Part Two - Associations Between Users

Introduction

In part two, I examine common users between musical subreddits. Much like part one, I used Python! I wrote a script to fetch the comments from the top 50 posts of all time from each subreddit (list can be found here). I found common users between the subreddits and determined graph edge weights by counting common users. It may seem like 50 is a low sample size, but some of the posts have over a thousand comments and, in my experience, the process for grabbing comments cost more time than the process for grabbing post titles using this API.

Methodology

My methodology here is very similar to the first part. I fetched the top 50 submissions from each subreddit, grabbed every comment from them, and saved the 'author' attribute. I then filtered out errors (posts that had been deleted, for example) and condensed my data in to a dictionary where the users are the keys, and their respective subreddits are their values. I imported this data in to Gephi to visualize it, and I've posted my representation below.


The Data

ForceAtlas 2 Layout

The ForceAtlas 2 layout is a way of representing data available on Gephi. I chose this representation technique because it kept the relative distance of the nodes at a manageable length, while still effectively visualizing relation strengths between subreddits spatially.

On the right side of the graph, we see our hardcore genres and their derivatives. /r/metalcore, /r/posthardcore, /r/melodichardcore, and /r/deathcore are all very strongly related. /r/poppunkers also tends to share a lot of users with the 'core' genres, even though it is pretty different it terms of sound and style.

As we move up the graph counter clockwise, we transition more in to metal and it's derivatives. Right between the two we see /r/progmetal and /r/djent, which take styles from both sides of the heavy music coin and add their own twist. If you haven't heard of djent, not a problem - you can read about it here. Closer to the middle, we can see /r/metal serves as a central hub for a lot of genres - hardcore, punk, metal, dubstep, and hiphop.

Closer to the bottom, we see the cluster of electronic music subreddits. I couldn't tell you what the differences are between them myself, because I spend most of my time over on the right side of the graph in the hardcore music variants. /r/electronicmusic seems to be the center of the 'electronic music' hub, but there are 7 very closely related subreddits in that area.

/r/hiphopheads, /r/rap, and /r/90shiphop are all spread out through the middle.
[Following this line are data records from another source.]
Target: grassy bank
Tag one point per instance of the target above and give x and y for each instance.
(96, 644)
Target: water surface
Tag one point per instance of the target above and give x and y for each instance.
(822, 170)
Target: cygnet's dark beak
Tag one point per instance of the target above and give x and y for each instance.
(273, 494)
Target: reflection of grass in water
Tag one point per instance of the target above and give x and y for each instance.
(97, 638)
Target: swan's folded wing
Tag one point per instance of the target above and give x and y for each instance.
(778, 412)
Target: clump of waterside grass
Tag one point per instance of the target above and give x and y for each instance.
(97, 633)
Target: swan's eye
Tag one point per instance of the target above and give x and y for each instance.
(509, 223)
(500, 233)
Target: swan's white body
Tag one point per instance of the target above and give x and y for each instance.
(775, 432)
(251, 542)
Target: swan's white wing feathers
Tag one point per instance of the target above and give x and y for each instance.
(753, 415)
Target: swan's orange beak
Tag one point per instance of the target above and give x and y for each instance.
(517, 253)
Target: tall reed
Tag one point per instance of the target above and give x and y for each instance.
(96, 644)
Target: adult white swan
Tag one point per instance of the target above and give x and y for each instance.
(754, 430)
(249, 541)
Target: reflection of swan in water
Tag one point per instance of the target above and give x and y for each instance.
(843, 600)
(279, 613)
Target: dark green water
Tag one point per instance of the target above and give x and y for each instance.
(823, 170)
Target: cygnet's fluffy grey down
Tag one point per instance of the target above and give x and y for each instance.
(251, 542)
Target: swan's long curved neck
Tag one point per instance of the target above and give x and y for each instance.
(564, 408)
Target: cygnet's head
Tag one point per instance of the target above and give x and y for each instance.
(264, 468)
This implies that not only do they tend not share a large amount of users with each other, they tend to share users with a large set of other genres unlike themselves (due to their central position). Even though they tend to be lumped together, they are different enough to have more unique subsets of users.

A major issue with my method of analysis is that I'm not accounting for subreddit size and normalizing the weights of the graph connections to account for this. I plan to do this in the near future, and report the differences.